I’m trying out a new format where I will write and post a fantasy flash fiction or short story each Thursday. It might not work out this way every Thursday, but I do want to try.
Kingdom Short
Nooreh’s Friend
“Why don’t you make yourself useful instead of sitting around,” Nooreh’s father said, taking a big bite of chicken. Elhima had killed and plucked the chicken. Aya had cooked it and seasoned it. Nooreh had just finished scrubbing the floors, but their father was a member of the Blackraddle city watch, an important man. He couldn’t be plucking his own chickens. How would that look?
“Stand up, you wretch!” as always, Mother caught Nooreh by surprise, managing to find her the instant she sat down. “Mydrahag has cursed my womb with a lazy child! Go! Fetch the stanchen herbs so that I may boil them and soothe your poor father’s tired feet!”
At six years old, little Nooreh wasn’t one to argue. She got up and made her way out of the family’s hut. Once she was outside, she sat down in the dirt for a moment to catch her breath. Sure, life didn’t seem fair, but that was not the good in her talking, that was the wicked temptation of the dragon god of sloth and anger.”
Rise and do your duty, Nooreh. The girl said to herself. She always spoke to herself like she was a separate person whom she was chastising.
She walked her usual path to the foothills, over to the shrubs where she usually harvested her blue herbs. As she began harvesting, the front of her sandal tapped against something that moved and shook the shrub.
“Hello? Is someone in there?”
Someone emerged from the bush; a small, white creature with a long body, a brown helmet for a head and six small legs. It was about two chickens long. A grub.
“Hello, little stranger,” she bent over and stroked the grub on its helmet head. It quivered like it enjoyed the contact. She forgot the herbs and took the grub home with her, because he seemed lost and lonely.
Her mother yelled at her and hit her with sticks because she forgot to bring home the blue herbs, but once that was done, she made her grub friend a little bed of straw in the shed. He curled up and made a small whistling sound before going to sleep. Once she saw that he was asleep, she curled up next to him and slept as well.
She spent the next morning trying to find him something to eat. He didn’t eat leaves, or sticks, or even berries, but when she brought him some of the waste scraps from the last chicken meal, he gobbled them up with his tiny mandibles.
“So it seems you are a meat eater, little Toot.” she said, for that is what she had named him.
As the days went by, Nooreh did her best to hide Toot from her family and the people of her village. This became more and more difficult, because Toot began growing larger and larger the more she fed him. He was a growing boy, but what exactly was he growing into?
—
One day, on his way to meet with the other city watchmen, her father saw Nooreh walking with Toot. She had the large grub draped over her shoulder like a scarf.

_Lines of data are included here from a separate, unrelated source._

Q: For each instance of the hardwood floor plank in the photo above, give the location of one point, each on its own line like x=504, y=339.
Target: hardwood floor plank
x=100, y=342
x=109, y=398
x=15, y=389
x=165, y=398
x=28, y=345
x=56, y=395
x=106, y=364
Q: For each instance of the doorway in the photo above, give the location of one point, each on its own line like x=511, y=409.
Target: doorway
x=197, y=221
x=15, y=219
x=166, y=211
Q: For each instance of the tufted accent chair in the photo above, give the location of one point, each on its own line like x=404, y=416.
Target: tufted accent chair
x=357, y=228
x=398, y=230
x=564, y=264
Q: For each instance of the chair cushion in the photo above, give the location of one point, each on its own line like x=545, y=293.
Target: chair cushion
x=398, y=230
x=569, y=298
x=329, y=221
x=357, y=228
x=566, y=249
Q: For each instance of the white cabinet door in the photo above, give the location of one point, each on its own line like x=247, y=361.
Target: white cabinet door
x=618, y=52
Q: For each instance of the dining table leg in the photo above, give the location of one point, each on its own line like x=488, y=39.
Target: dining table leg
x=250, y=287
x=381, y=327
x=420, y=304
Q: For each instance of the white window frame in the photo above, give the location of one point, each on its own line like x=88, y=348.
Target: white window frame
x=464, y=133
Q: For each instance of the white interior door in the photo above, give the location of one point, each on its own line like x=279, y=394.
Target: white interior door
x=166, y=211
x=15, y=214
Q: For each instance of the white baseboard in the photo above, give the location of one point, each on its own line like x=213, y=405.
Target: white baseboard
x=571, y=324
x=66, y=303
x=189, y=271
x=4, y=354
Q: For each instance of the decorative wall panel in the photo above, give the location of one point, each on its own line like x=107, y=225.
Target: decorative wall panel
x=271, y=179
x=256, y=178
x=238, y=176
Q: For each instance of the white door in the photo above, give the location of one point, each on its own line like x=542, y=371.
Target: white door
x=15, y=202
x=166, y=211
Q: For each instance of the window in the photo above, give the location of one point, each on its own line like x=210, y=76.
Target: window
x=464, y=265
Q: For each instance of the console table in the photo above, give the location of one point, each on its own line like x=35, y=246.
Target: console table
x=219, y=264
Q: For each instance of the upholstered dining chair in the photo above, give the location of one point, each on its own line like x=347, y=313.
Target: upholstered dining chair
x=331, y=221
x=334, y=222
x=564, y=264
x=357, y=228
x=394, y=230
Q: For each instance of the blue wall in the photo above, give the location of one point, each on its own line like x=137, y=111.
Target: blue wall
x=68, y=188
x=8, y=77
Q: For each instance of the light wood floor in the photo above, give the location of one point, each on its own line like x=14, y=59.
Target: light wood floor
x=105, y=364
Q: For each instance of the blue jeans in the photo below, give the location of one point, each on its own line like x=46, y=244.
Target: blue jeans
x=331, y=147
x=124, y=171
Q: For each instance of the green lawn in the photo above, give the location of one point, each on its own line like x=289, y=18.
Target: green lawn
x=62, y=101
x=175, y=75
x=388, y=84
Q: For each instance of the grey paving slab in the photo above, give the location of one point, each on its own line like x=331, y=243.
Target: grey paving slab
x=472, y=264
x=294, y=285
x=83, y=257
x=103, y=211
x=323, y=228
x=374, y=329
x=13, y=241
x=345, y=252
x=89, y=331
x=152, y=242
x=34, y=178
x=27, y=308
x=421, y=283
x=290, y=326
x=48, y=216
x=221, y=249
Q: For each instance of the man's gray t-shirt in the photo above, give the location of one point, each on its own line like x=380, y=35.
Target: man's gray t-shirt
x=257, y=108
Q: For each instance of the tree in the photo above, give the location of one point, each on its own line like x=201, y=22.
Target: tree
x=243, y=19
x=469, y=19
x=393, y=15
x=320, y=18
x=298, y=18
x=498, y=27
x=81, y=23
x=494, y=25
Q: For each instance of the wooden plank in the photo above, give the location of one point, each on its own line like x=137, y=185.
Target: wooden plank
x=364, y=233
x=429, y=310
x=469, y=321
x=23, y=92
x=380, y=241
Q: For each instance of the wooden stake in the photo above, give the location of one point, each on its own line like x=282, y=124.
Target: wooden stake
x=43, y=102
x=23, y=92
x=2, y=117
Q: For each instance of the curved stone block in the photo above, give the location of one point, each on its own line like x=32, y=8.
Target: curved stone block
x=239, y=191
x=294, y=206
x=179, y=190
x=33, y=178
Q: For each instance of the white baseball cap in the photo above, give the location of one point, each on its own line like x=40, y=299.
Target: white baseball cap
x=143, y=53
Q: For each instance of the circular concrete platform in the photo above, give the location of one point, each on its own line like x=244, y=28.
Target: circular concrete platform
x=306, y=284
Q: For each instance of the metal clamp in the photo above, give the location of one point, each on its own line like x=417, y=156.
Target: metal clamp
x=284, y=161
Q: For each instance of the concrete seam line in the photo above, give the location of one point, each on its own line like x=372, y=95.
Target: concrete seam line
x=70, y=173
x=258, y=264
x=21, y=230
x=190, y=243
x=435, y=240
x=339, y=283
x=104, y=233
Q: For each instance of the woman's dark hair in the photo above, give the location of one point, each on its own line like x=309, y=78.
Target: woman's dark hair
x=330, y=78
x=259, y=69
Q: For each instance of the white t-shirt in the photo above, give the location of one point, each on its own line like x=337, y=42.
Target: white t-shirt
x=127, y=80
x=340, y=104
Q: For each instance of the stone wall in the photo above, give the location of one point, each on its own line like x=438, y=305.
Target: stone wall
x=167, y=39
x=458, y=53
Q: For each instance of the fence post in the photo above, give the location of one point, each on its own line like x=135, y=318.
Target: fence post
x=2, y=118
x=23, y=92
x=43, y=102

“My daughter, caring for a monster of the wild?” He had half a mind to take his knife and tear the creature to pieces in front of her, but, since he was already on his way to the meeting hall, he did not deviate.
—
That night, her father returned from his meeting along with inspector Rhymos. Both were armed with knives, crossbows and leather armor. They searched the whole house and farm carefully, but saw no sign of the creature, so the two of them called Nooreh aside and spoke to her.
Her father said he would beat her if he found that she was keeping a beast as a pet. Inspector Rhymos, who was of a calmer disposition, informed her that the creature she had been seen with was the larval form of a terror beetle.
“When it grows up, it will become a massive, black monster, bent only on destruction. Terror beetles kill and eat humans like your father and I. A swarm of them is vicious enough to extinguish an entire village.”
The girl didn’t say anything, but nodded.
“I know you think this creature is your friend, but the terror grub and its family would kill and eat your family in an instant, without a thought.”
“You must choose.” her father glowered, “The worm, or your family.”
—
Twelve years later-
A young woman with flowing, unkempt hair sat crouched atop of jagged stone. She took a sharp pebble in her hand and beat it against the mountain-top in a rhythmic pattern.
Several loud clicks shot back at her from the woods below.
She lifted her head and whistled loudly into the wind, then leapt, seemingly to her death hundreds of claw below.
A huge black shape, glimmering in the bright sunlight, rushed up through the air and caught her on its back. The creature was humanoid in shape, though ten times as large. Its body was covered in smooth, black plates, and its large head bore massive, hornlike jaws. It whistled, then trumpeted.
“Toot,” Nooreh kissed the back of his head, then looked back as twelve other massive creatures soared up on huge translucent wings. The terror beetles. Her new family.